35・あの子を捜して国外に
カッパ×妖精のお話
今回のお話はいつもよりも短いです
登場人物?登場妖怪は久しぶりのカッパ
話し方が『〜ッス』の体育会系のあいつです
11話と12話に出て以来出番が少なかったので
忘れられているかも……
とある夜のハワイのビーチにて
「い…いないッス」
現在、カッパは夜のハワイのビーチで、海に映る月を見ながら憂いていた。その理由は、7月下旬頃に自分を助けてくれた女の子を捜して日本全国を捜したが見つからず、海外までに足を運び捜したが、未だに見つかっていないからだ。

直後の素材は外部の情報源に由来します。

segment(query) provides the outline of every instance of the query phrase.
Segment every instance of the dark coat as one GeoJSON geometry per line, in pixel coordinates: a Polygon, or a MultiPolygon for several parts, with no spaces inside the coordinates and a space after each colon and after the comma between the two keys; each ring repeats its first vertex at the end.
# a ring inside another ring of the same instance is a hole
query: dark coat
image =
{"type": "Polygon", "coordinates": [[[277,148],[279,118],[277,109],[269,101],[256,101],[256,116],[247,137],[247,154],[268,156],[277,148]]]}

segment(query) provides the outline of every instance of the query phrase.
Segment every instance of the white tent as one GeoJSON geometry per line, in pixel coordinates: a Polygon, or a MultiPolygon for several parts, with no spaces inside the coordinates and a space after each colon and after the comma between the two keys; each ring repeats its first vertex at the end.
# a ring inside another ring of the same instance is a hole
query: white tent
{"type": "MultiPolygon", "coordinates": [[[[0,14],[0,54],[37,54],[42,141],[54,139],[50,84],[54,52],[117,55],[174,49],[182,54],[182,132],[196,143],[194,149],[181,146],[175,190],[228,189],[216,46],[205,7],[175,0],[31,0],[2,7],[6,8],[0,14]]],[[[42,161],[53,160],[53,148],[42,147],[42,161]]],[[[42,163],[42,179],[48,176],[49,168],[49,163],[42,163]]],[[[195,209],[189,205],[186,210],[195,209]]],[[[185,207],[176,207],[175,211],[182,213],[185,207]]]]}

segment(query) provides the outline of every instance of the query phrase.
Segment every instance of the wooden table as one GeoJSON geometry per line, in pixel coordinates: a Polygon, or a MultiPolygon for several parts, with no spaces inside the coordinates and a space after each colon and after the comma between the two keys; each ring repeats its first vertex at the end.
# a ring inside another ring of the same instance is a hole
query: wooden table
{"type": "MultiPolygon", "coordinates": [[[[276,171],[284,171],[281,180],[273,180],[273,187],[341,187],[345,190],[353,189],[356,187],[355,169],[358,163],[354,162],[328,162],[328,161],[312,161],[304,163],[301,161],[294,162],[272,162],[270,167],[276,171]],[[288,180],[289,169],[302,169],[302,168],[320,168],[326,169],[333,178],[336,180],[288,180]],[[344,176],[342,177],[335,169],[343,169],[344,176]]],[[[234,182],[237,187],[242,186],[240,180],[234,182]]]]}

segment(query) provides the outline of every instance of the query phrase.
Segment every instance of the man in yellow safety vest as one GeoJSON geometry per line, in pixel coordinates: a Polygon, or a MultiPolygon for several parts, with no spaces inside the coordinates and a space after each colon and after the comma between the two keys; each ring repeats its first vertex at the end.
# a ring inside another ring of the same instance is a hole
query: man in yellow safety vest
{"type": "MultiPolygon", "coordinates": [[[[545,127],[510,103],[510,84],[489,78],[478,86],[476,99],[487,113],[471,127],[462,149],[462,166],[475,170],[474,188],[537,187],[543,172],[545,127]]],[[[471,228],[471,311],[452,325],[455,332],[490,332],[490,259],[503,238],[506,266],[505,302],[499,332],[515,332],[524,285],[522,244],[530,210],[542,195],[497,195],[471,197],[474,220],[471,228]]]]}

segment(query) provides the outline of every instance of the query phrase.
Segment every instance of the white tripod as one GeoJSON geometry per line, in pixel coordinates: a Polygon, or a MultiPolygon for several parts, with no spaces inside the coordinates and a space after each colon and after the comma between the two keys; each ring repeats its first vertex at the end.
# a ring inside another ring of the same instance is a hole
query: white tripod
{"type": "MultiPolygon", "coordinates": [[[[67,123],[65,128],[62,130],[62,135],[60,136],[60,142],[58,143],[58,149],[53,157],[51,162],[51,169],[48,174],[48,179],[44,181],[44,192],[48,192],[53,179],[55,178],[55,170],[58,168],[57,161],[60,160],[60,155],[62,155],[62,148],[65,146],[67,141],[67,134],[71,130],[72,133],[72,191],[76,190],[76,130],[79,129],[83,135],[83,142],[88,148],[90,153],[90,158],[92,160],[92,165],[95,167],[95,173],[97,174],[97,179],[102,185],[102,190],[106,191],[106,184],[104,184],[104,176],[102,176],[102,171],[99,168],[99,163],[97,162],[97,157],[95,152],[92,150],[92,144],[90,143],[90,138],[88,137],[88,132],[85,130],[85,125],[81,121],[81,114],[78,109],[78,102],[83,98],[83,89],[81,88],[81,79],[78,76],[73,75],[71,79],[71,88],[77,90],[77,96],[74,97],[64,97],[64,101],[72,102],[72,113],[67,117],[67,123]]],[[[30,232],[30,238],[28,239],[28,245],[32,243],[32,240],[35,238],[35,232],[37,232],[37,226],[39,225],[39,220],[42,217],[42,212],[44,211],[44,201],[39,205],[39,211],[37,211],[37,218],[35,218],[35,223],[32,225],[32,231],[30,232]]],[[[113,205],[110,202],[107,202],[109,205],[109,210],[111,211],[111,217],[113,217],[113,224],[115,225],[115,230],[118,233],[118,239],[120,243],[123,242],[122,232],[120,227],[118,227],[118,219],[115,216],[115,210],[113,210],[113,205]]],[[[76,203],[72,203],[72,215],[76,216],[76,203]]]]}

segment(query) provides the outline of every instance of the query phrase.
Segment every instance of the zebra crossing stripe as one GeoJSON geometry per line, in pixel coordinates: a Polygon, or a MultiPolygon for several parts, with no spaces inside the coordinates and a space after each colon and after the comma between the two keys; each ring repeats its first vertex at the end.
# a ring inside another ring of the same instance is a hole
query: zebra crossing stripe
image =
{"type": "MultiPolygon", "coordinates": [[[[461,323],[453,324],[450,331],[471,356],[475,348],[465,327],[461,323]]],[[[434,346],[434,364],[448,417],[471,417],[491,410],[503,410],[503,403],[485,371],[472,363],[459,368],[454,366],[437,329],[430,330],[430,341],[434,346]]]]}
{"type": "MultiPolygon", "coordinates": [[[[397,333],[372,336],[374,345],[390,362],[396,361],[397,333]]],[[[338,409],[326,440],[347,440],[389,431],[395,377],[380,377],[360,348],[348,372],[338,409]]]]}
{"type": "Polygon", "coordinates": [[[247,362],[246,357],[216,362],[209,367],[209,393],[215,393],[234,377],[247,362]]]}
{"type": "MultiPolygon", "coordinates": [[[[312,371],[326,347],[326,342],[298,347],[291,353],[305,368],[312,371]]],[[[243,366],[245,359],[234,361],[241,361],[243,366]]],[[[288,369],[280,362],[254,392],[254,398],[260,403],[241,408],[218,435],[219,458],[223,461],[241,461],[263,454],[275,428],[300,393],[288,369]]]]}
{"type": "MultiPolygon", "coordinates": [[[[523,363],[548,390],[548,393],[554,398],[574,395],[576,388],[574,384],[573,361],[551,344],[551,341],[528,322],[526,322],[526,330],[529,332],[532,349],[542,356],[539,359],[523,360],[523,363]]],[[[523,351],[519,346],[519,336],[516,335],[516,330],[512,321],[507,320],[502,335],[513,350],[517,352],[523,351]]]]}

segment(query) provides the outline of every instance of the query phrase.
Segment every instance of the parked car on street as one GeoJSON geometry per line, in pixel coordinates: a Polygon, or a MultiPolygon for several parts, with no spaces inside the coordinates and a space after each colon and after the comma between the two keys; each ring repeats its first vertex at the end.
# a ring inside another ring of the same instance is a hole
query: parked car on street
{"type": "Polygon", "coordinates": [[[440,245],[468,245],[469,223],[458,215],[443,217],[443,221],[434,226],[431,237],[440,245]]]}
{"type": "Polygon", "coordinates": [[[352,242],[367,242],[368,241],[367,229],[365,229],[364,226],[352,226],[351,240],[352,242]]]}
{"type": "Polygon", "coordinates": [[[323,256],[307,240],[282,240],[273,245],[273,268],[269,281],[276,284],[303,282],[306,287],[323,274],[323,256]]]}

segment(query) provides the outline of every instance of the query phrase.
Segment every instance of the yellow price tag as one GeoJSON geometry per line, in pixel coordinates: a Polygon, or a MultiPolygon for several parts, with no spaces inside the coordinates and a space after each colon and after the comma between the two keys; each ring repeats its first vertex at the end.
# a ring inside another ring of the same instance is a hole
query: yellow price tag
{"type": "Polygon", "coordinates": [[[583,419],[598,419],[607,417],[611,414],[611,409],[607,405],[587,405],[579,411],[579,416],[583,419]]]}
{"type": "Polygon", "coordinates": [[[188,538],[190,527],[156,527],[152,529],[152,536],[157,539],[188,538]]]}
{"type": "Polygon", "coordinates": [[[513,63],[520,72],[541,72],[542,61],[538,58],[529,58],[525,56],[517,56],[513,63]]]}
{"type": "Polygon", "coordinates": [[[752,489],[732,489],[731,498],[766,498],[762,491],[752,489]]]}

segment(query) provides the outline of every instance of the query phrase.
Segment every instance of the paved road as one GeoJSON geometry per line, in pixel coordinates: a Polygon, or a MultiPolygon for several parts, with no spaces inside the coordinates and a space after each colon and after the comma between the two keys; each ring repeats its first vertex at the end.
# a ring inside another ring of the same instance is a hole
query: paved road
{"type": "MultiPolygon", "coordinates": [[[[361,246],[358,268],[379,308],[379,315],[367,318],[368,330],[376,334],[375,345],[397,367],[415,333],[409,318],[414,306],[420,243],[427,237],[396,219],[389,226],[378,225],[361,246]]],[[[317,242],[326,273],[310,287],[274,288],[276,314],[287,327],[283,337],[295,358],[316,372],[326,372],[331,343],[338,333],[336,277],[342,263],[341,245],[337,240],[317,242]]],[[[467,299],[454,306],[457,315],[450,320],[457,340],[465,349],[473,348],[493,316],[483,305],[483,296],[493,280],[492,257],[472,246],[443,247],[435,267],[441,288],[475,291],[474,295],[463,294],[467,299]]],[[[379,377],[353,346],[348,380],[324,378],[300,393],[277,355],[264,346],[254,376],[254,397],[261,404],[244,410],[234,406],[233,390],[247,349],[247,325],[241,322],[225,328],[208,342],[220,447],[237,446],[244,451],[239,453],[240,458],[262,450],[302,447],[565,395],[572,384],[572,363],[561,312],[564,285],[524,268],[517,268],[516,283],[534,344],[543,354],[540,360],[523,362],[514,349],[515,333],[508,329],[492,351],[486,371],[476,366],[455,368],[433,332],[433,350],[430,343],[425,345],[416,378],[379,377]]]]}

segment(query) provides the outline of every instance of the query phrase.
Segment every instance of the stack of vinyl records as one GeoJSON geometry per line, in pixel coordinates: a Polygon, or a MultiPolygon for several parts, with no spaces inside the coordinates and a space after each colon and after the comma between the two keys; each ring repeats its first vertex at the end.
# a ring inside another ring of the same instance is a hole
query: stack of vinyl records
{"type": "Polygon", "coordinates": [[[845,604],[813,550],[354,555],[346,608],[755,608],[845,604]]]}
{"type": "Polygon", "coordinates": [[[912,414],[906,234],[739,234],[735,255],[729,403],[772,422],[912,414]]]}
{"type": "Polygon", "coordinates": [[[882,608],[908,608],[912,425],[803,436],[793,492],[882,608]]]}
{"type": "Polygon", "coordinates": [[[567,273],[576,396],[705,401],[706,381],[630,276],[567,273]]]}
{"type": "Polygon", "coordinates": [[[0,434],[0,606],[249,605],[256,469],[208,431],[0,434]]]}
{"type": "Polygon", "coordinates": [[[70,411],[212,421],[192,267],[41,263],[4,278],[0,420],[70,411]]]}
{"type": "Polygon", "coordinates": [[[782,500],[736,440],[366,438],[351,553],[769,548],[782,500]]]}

「アイルランド、ベルギー、ネパール、カナダ、キューバ、オーストラリア、ケニア。うぅ、どこを捜してもいないッス」
海を見ながら泣いていると、辺りに小さな光が集まって来ていた。カッパはその光をよく見る。
「蛍ッスか?」
「蛍じゃねぇよ、俺らは妖精だ」
カッパの問いかけに答えたのは、近くにいた、僅か3cmにも満たない男の妖精だった。そして、その光は妖精の羽から出ていた。
「おぉ、なんと。妖精だったッスか」
「そうそう、この尖った耳を見てみろ!蛍じゃねぇだろ?」
妖精はカッパの目の前に来ると、被っていた緑色の帽子を外し、金髪から覗く大きく尖った耳をカッパに見せる。
「間違えてごめんなさいッス」
「それでよろしい」
妖精は満足そうに頷き、薄ピンクの瞳を大きく見開きながらカッパの事を観察するように見た。
「俺はレシオンって言う名の妖精だ。お前の名は?」
「ワシは、カッパと言うッス」
「カッパ?初めて聞いたな。外から来たのか?」
「日本から来たッスよ。日本、言い換えるならジャパンッスね」
「ジャパンか!」
その場にいた他の妖精達はジャパンについて語り始めた。
「スシ」
「キョート」
「サムライ」
「ニンジャ」
「ゲイシャ」
たくさんの妖精が口々に言うものだから、辺りはガヤガヤとうるさくなった。そんな中、レシオンはカッパに質問を投げかける。
「日本から来たってことは観光か?」
「違うッス。ワシは今、人捜しをしているッス」
「へぇ、どんな人なんだ?」
「それはそれは、もう小柄で可愛い女の子で品があって優しくて、ワシを助けてくれた命の恩人なんッスよ!」
「命の恩人なら捜さねぇとダメだな」
その瞬間、カッパは意識がなくなったように、体育座りのまま横に倒れた。
「おい!大丈夫か?」
「それが、まだ見つからないッス。うぅ、どこを捜しても、会えず。うぅ」
「ほぉ」
レシオンは顎に指を当てて何かを考えているようだ。そして、指を鳴らすとカッパに一つの提案をした。
「ここで出会ったのも何かの縁だ。俺がその女の子を捜してやる」
「えぇ!本当ッスか!」
「まぁ、住んでいる地域しか分からねぇが」
「ありがとうッス」
「とりあえず、カッパの記憶を覗いて探すから、頭貸せ」
レシオンはカッパの額に自分の額をくっ付ける。そして、カッパと女の子が出会った時の記憶を覗いた。
「この子か」
「どうッスか?」
レシオンはカッパの額から離れると目を閉じて神経を澄ませた。すると、レシオンの体から真っ赤な粉が溢れ出る。
「だっ、大丈夫ッスか⁉︎」
「レシオンは能力使うと、赤い粉を出すの」
カッパの肩に乗っていた妖精が教えてくれた。
「見えた。場所は、日本」
「日本だったんッスか!」
「看板が見える。あれはヒノエチョウ」
「ヒノエチョウ……火ノ江町⁉︎」
「分かるのか」
カッパは首が千切れる勢いで縦に振った。
「ありがとうッス!」
「おーう。ほら、ジャパンで言うと善は急げだ」
「お礼は」
「いらねぇよ」
レシオンは歯を見せて笑う。
「早く会いに行ってやれよ。それじゃぁ、俺らは、これから仕事だから」
レシオンに続き、その他の妖精達が月へと向かって飛んで行った。
「ありがとうッスー」
カッパはレシオン達が見えなくなるまで手を振った。
「よーし!今、会いに行くッスよー。待っていて下さい、ワシの嫁さーん!」
カッパの大声は、ハワイの海に響いた。
* * *
カッパが叫んでいたその頃、火ノ江町にある八幡荘の203号室に住む萌香は。